I missed posting this before, but there are some very interesting updates about the TRAPPIST-1 exoplanets (seven Earth-sized planets orbiting a red dwarf star 40 light-years away). There are two new science papers, which indicate that all seven could have water in some form, ranging from vapour to liquid to ice, depending on their distance from the star and other factors. Some of the planets could have up to 5% of their mass composed of water, compared to 0.02% for Earth! Some probably have thick atmospheres while others have thinner atmospheres. The two related articles and two new papers are linked below.
“A new study has found that the seven planets orbiting the nearby ultra-cool dwarf star TRAPPIST-1 are all made mostly of rock, and some could potentially hold more water than Earth. The planets’ densities, now known much more precisely than before, suggest that some of them could have up to 5 percent of their mass in the form of water – about 250 times more than Earth’s oceans. The hotter planets closest to their parent star are likely to have dense steamy atmospheres and the more distant ones probably have icy surfaces. In terms of size, density and the amount of radiation it receives from its star, the fourth planet out is the most similar to Earth. It seems to be the rockiest planet of the seven, and has the potential to host liquid water.”
From the Grimm et al paper:
“Our new masses result in a five to eight-fold improvement on the planetary density uncertainties, with precisions ranging from 5% to 12%. These updated values provide new insights into the bulk structure of the TRAPPIST-1 planets. We find that TRAPPIST-1 c and e likely have largely rocky interiors, while planets b, d, f, g, and h require envelopes of volatiles in the form of thick atmospheres, oceans, or ice, in most cases with water mass fractions less than 5%.”

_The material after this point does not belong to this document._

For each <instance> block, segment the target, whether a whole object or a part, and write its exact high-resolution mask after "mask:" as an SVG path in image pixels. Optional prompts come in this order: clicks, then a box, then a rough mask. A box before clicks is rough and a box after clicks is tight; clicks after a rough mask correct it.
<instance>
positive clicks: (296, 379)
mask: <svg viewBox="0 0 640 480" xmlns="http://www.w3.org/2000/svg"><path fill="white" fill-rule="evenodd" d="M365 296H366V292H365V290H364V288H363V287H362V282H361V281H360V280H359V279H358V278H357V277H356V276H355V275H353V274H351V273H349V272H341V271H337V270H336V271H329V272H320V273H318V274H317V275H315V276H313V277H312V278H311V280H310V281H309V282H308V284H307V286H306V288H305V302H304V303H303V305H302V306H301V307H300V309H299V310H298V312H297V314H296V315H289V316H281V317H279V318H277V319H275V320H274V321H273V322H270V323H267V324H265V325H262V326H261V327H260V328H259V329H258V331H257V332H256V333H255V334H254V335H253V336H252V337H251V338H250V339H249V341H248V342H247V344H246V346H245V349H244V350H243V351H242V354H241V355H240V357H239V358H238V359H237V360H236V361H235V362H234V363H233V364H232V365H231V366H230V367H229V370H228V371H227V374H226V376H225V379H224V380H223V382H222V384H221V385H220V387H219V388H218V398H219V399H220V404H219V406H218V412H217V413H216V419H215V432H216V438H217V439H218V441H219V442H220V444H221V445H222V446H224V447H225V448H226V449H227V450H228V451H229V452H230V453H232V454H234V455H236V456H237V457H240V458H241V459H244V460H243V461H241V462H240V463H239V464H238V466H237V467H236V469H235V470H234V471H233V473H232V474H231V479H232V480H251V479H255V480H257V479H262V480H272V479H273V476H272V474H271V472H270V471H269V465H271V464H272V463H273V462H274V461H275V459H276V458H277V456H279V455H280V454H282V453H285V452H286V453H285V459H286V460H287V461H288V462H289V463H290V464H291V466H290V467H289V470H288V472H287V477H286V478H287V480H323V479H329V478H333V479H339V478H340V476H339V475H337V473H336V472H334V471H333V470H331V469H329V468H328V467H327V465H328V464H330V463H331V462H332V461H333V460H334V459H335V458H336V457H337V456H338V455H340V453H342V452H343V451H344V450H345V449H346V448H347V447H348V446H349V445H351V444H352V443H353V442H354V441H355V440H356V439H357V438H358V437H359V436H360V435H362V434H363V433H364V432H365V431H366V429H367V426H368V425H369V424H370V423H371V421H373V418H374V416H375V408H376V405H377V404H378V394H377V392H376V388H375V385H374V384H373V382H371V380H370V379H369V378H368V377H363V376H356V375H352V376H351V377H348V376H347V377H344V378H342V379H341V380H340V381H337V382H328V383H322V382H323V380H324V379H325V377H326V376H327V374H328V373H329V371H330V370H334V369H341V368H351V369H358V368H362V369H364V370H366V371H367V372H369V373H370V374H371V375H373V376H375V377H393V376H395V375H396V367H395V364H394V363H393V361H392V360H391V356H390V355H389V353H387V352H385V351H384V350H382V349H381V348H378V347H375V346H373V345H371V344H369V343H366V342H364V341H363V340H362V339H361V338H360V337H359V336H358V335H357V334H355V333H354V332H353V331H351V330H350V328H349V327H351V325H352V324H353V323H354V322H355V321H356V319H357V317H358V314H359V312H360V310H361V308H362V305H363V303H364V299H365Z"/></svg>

It will be interesting to see what follow-up observations, such as with the upcoming James Webb Space Telescope, find out about the atmospheres of these planets. As we learn more about them, the potential habitability of at least some of them seems to be increasing.
“Spectroscopic observations of the TRAPPIST-1 planets with the next generation of telescopes – including the James Webb Space Telescope – will allow us to probe deeper into their atmospheres,” concludes Michael Gillon, from the University of Líege, Belgium. “This will allow us to search for heavier gases such as carbon, methane, water, and oxygen, which could offer biosignatures for life.”